Taking over as new president of the Associated Administrators of Los Angeles (AALA), Juan Flecha says the time has come to take advantage of an improving economy and restore support staff and janitors at LA Unified schools.

In an interview with LA School Report, Flecha outlined plans he has for the 3,000 certificated and classified administrators he now leads after assuming the presidency on July 1. Foremost among his goals, he said, is restoring staffing levels to the same level they were before drastic budget cuts made during the past recession.

“I know that all of my administrators are hard working, but I want to improve the working conditions for all my principals,” he said. “There is an upturn in the economy so we can do it.”

Flecha served as principal for Eagle Rock High School and Thomas Jefferson High School before he took over as Administrator of Operations in Educational Service Center North, which covered 200 schools K-12 from Verdugo Hills to Woodland Hills.

SInce he was elected to AALA’s presidency in March, Flecha has been meeting every Wednesday morning his predecessor, Judith Perez, who had been with LA Unified for 46 years. She has agreed to work at least two days a week in his office despite her retirement.

“Dr. Perez has been incredibly collaborative and will ease the transition,” he said.

And that transition, he said, is moving toward well-defined goals. For example, he cited a successful tiny elementary school in the San Fernando Valley that has a principal aided by only one four-hour administrative assistant. The principal still has to fill out all the same paperwork that a larger high school must complete, but she answers the front office phone if the staff person is away.

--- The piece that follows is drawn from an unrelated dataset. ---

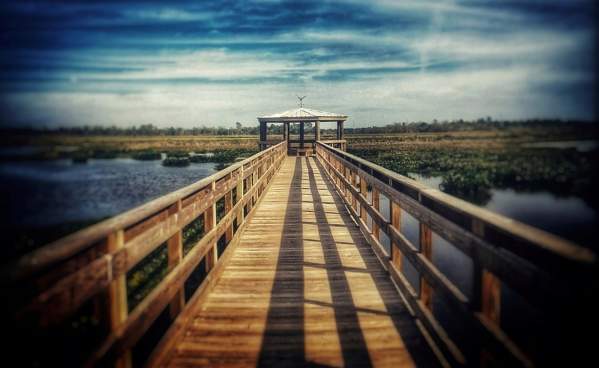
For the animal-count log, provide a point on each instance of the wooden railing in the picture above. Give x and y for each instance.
(510, 276)
(336, 143)
(189, 232)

“I want to get clerical staff back to the norms of five to seven years ago,” Flecha said.

That also includes renewing full janitorial staff. When Flecha recently told principals that they would each have a plant managers back at the school, he heard their cheers first-hand.

“I don’t want them to have to hear complaints that no one emptied the trash,” he said. “And it would be nice to have floors mopped up every once in a while.”

He said he sees his job as president to lobby to restore the cuts of the past. That includes library aides and two to three campus aides for every school.

He takes credit for getting the campus aides back in the schools. They’re the people usually wearing yellow vests who sign in visitors at the front of the school and keep order on the playground.

The good news coming into his job is the UTLA agreement that gives everyone a 10 percent rate increase. AALA benefits from that through a “me-too” contract arrangement that replicates improvements won by other unions.

Perez was on the health benefits committee, and he wants to assure that strides made in that area will continue. And, he wants all administrators to be better educated about their contracts and the collective bargaining process.

Meanwhile, he said, he hopes to “keep the institutional memory of the association created by Dr. Perez and keep negotiating in good faith with the district.”